X_val = np.asarray(X_val).reshape(60000,1024)
X_train = np.asarray(X_train).reshape(42000,1024)
X_test = np.asarray(X_test).reshape(18000,1024)

In [None]:
#Part B - Q2 D - Normalise the images i.e. Normalise the pixel values.
X_train = X_train / 255.0
X_test = X_test / 255.0
X_val =X_val /255.0

In [None]:
#Part B - Q2 E - Transform Labels into format acceptable by Neural Network
y_train = tensorflow.keras.utils.to_categorical(y_train, num_classes=10)
y_test = tensorflow.keras.utils.to_categorical(y_test, num_classes=10)
y_val = tensorflow.keras.utils.to_categorical(y_val, num_classes=10)

In [None]:
#Part B - Q2 F - Print total Number of classes in the Dataset.
print("Dataset shape:")
print(X_train.shape, X_test.shape, y_train.shape, y_test.shape)
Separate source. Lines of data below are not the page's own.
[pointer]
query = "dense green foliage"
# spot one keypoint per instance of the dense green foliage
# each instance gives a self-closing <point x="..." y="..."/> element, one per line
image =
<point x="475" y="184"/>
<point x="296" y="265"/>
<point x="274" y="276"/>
num_classes = y_test.shape[1] 
print("Classes in dataset:",num_classes)

In [None]:
#Part B - Q3 A - Design a Neural Network to train a classifier.
model = Sequential()
#Input layer and activation functions ReLU
model.add(Dense(512, activation="relu", kernel_initializer='he_uniform',input_shape = (1024, )))
#HL 1
model.add(Dense(128, activation="relu", kernel_initializer='he_uniform'))
#HL 2
model.add(Dense(64, activation="relu", kernel_initializer='he_uniform'))
#HL 3
model.add(Dense(32,  activation="relu",  kernel_initializer='he_uniform'))
# Output Layer
model.add(Dense(10, kernel_initializer='he_normal', activation='softmax'))

#Compile the model
model.compile(optimizer="adam", loss='categorical_crossentropy', metrics=['accuracy'])

In [None]:
#Part B - Q3 B - Train the classifier using previously designed Architecture (Use best suitable parameters).
result = model.fit(X_train, y_train, validation_data=(X_val,y_val),batch_size = 300, epochs = 100, verbose = 1)

In [None]:
#Part B - Q3 C - Evaluate performance of the model with appropriate metrics.
scores = model.evaluate(X_test, y_test, verbose=0)
print("Loss:", scores[0])
print("Accuracy:", scores[1])

In [None]:
#Part B - Q3 D - Plot the training loss, validation loss vs number of epochs and training accuracy, 
#validation accuracy vs number of epochs plot and write your observations on the same.
accuracy      = result.history['accuracy']
val_accuracy  = result.history['val_accuracy']
loss     = result.history['loss']
val_loss = result.history['val_loss']

epochs   = range(len(accuracy)) # Get number of epochs

plt.plot  ( epochs, accuracy, label = 'Training accuracy')
plt.plot  ( epochs, val_accuracy, label = 'Validation accuracy')
plt.title ('Training & validation Accuracy')
plt.legend(loc = 'lower right')
plt.figure()

plt.plot  ( epochs, loss, label = 'Training loss')
plt.plot  ( epochs, val_loss, label = 'Validation loss')
plt.legend(loc = 'upper right')
plt.title ('Training & validation loss')

Observation : The model has

Training Accuracy : 89%
Validation Accuracy : 87%
Testing accuracy : 82%

Which means that some overfitting is there but not much 
Adam optimiser produced good results. Relu activation also helped to get high accuracy.